$$\lim_{x \to 0} \frac{48}{x^4} \int_0^x \frac{t^3}{t^6+1} dt$$ is equal to

We need to evaluate $$\lim_{x \to 0} \frac{48}{x^4} \int_0^x \frac{t^3}{t^6+1} dt$$. As $$x \to 0$$, both $$\int_0^x \frac{t^3}{t^6+1}dt \to 0$$ and $$x^4 \to 0$$, so the expression is of the indeterminate form $$\frac{0}{0}$$.

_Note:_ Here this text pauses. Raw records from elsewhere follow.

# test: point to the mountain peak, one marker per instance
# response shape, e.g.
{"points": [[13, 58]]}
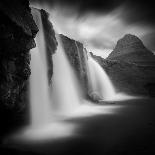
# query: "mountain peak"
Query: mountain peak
{"points": [[131, 49]]}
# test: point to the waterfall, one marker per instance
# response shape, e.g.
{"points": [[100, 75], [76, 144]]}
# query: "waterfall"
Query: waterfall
{"points": [[100, 86], [40, 104], [66, 91]]}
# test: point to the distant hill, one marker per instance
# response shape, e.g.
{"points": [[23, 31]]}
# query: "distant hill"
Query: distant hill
{"points": [[131, 67], [131, 49]]}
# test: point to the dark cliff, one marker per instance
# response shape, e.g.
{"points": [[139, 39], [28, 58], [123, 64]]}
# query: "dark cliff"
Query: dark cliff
{"points": [[18, 30], [131, 67], [50, 40]]}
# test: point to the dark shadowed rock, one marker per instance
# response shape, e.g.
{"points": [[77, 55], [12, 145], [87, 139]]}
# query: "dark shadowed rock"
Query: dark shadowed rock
{"points": [[131, 49], [131, 66], [17, 29], [50, 40]]}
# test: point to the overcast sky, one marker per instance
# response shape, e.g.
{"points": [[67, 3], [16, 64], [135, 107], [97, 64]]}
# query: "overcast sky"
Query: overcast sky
{"points": [[100, 23]]}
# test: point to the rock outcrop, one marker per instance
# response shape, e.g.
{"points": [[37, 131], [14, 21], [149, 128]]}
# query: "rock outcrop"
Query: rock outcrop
{"points": [[131, 67], [17, 30], [131, 49], [50, 40]]}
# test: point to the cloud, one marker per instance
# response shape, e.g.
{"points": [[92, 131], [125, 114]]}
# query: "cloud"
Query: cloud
{"points": [[100, 24]]}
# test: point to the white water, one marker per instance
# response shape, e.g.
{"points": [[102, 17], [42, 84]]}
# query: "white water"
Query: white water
{"points": [[66, 91], [100, 85], [40, 104]]}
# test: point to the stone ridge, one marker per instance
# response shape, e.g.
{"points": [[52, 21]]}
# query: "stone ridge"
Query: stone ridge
{"points": [[131, 49]]}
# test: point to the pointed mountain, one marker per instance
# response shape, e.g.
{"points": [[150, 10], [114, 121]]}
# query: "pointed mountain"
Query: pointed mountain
{"points": [[132, 50]]}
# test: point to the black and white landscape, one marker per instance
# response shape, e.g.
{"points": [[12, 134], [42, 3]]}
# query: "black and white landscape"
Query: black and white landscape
{"points": [[77, 77]]}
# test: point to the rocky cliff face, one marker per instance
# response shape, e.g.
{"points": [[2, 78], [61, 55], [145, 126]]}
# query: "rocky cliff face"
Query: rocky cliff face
{"points": [[131, 49], [17, 30], [17, 33], [131, 67], [50, 40]]}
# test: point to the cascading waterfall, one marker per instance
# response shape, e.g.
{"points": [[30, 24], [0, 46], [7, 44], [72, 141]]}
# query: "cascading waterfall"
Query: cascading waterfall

To resolve this, we rewrite the limit as $$\lim_{x \to 0} \frac{48 \int_0^x \frac{t^3}{t^6+1}dt}{x^4}$$ and apply L'Hopital's rule, differentiating numerator and denominator with respect to $$x$$. By the Fundamental Theorem of Calculus, $$\frac{d}{dx}\int_0^x f(t)dt = f(x)$$, hence the limit becomes $$\lim_{x \to 0} \frac{48 \cdot \frac{x^3}{x^6+1}}{4x^3}$$.

Finally, simplifying inside the limit yields $$\lim_{x \to 0} \frac{48}{4(x^6+1)} = \frac{48}{4(0+1)} = \frac{48}{4} = 12$$, so the value of the original limit is 12.